La scissione nel Movimento 5 Stelle è ufficiale, non solo per la cacciata dai gruppi decisa dal reggente politico Vito Crimi. Alla Camera è stata infatti costituita la componente “Alternativa c’è” composta dai dissidenti del Movimento 5 Stelle. 

A formare il drappello di ex grillini, nuova componente a Montecitorio nel gruppo Misto, sono ora 12 deputati ma se ne dovrebbero aggiungere altri nelle prossime ore, considerando che sono ben 21 i deputati ex M5S espulsi dopo il ‘no’ a Draghi.

Della componenti degli scissionisti fanno parte 13 deputati: Massimo Baroni, Andrea Colletti, Pino Cabras, Alvise Maniero, Manuela Corda, Paolo Giuliodori, Rosalba Testamento, Raffaele Trano, Andrea Vallascas, Francesco Sapia, Arianna Spessotto, Maria Laura Paxia e già nelle prossime ore Paolo Nicolò Romano.

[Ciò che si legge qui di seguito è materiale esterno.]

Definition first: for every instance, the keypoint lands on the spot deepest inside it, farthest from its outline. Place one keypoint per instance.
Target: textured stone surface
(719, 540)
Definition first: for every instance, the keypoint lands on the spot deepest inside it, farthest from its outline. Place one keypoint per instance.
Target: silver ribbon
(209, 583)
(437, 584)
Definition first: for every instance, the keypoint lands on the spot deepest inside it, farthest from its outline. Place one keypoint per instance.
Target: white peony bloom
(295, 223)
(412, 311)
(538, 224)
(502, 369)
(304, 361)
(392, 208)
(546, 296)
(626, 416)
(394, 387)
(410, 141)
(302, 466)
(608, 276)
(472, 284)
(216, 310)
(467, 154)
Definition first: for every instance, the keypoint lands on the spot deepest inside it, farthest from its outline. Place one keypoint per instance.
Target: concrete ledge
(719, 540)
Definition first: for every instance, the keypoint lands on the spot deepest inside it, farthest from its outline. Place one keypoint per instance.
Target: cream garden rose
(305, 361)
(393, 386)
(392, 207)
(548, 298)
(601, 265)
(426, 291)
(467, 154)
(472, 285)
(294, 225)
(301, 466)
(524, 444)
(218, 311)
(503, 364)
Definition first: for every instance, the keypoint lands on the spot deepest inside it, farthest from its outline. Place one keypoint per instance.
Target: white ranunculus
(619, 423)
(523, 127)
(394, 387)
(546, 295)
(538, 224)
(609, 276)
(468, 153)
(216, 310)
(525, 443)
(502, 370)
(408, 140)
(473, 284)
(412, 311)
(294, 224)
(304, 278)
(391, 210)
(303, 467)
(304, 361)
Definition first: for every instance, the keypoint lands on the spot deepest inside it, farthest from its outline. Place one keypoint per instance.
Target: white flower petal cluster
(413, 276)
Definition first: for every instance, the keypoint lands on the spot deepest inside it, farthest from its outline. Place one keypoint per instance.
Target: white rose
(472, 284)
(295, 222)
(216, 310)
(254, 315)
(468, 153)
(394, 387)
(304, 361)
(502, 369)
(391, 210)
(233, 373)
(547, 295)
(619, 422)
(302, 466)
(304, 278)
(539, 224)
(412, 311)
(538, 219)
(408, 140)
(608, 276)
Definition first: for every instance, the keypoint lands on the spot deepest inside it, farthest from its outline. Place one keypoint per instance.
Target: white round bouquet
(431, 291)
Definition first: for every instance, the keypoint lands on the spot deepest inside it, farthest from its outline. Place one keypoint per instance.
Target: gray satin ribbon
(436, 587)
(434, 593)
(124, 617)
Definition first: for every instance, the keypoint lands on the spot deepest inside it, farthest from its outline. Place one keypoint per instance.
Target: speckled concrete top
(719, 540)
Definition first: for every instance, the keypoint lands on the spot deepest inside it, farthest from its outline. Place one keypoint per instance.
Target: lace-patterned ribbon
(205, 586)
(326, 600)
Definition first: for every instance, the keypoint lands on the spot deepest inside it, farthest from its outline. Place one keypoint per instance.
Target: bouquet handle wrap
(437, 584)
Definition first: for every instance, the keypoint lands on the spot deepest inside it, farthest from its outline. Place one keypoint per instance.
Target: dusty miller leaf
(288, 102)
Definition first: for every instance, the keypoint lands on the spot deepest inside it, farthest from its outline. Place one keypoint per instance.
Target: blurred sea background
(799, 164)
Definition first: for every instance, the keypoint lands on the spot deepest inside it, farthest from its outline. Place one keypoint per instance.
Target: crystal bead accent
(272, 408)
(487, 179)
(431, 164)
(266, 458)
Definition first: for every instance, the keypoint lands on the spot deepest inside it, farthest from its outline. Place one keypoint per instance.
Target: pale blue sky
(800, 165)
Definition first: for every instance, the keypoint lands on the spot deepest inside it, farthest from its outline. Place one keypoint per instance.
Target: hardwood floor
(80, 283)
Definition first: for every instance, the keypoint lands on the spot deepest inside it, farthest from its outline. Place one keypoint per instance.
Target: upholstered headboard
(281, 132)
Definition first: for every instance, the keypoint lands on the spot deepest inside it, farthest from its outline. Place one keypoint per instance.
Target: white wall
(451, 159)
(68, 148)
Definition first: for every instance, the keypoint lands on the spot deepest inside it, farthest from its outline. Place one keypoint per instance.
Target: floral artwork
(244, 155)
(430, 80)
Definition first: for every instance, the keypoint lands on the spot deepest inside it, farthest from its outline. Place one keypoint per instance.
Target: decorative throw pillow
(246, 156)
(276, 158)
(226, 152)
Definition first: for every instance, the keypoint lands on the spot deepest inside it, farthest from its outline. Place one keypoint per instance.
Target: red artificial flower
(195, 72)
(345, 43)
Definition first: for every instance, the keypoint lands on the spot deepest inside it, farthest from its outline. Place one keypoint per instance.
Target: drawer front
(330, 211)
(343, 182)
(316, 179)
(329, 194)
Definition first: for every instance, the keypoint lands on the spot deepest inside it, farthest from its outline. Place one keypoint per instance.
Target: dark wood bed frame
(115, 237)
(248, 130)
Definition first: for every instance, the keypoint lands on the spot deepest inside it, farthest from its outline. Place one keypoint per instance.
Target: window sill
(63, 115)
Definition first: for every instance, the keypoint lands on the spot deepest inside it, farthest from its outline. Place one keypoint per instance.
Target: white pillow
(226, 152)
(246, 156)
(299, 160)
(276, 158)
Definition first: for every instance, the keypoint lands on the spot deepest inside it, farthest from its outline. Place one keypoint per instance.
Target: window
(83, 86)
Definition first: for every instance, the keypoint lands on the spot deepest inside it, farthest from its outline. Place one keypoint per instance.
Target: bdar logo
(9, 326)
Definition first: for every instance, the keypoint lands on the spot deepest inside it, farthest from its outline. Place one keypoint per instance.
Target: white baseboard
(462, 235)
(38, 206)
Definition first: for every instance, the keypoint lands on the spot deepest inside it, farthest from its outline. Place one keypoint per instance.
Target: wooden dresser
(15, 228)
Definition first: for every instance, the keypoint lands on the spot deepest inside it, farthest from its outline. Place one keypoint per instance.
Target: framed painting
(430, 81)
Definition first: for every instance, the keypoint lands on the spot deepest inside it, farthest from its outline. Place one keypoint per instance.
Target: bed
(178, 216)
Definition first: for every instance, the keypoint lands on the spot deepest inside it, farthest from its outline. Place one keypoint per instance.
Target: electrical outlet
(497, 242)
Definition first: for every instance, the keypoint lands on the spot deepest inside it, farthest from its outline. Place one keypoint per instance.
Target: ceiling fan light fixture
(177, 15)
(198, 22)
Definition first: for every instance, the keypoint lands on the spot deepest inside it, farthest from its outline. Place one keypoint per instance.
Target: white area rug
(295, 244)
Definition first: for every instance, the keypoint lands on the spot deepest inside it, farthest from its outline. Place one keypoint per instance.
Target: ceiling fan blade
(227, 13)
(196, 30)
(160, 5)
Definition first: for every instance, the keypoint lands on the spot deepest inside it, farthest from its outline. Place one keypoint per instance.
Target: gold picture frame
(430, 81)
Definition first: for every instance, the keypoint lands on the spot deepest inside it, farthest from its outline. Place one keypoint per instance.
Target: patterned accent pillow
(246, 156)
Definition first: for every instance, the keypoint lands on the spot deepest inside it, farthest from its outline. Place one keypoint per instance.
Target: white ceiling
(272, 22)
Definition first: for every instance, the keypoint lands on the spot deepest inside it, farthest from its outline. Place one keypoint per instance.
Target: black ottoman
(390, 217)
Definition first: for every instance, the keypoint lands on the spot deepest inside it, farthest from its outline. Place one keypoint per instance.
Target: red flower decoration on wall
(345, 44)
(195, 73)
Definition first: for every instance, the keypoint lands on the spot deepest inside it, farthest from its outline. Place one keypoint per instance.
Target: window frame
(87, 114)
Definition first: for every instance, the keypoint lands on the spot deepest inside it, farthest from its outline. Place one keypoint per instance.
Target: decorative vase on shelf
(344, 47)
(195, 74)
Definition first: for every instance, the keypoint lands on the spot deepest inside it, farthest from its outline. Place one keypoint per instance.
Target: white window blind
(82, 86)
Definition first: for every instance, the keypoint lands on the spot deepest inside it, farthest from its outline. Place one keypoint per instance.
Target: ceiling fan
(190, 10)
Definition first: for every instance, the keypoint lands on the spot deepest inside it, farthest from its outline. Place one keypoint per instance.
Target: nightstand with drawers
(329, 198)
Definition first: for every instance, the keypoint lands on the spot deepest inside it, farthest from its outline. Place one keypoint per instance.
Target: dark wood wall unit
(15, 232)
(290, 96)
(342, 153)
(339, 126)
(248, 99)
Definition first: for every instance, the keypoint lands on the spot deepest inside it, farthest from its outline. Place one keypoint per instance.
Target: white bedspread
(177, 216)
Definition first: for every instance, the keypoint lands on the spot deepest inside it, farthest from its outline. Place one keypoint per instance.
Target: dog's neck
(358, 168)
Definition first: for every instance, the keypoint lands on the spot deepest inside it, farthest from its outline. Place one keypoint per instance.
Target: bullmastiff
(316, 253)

La possibilità che il gruppo si allarghi viene evidenziata per esempio da Jessica Costanzo, ex 5 Stelle ora al Misto, che su “Alternativa c’è” spiega che “è in fase avvio, bisogna programmare e strutturarsi. Non possiamo morire e non fare nulla, c’è da fare opposizione”. 

Il nome era emerso già nelle scorse ore e fa chiaro riferimento allo ‘slogan’ pronunciato nell’Aula della Camera da quei parlamentari 5 Stelle che avevano votato ‘no’ alla fiducia al governo Draghi, in dissenso con le decisione frutto del voto sulla piattaforma Rousseau. 

Più complicata la situazione invece al Senato, dove gli espulsi sono divisi tra chi vuole mandare avanti una guerra a carte bollate contro i vertici grillini, posizione di ‘big’ come Nicola Morra e Barbara Lezzi interessati ad entrare in quota ‘minoranza’ nella futura governance grillina, e chi invece vorrebbe mettere in piedi un gruppo autonomo. 

La sponda potrebbe essere trovata grazie all’utilizzo del simbolo di Italia dei Valori, il vecchio partito di Antonio Di Pietro: a Palazzo Madama serve infatti un partito anche per costituire una componente all’interno del gruppo Misto. Una soluzione in tal senso sarebbe non lontana: il detentore del simbolo, Ignazio Messina, ha aperto alla possibilità ma ha chiesto che il progetto politico degli ex 5 Stelle sia basato su valori politici comuni. Al Senato sarebbero otto i parlamentari ‘scissionisti’ pronti a dare vita alla nuova componente, che si chiamerebbe anche qui “Alternativa c’è”.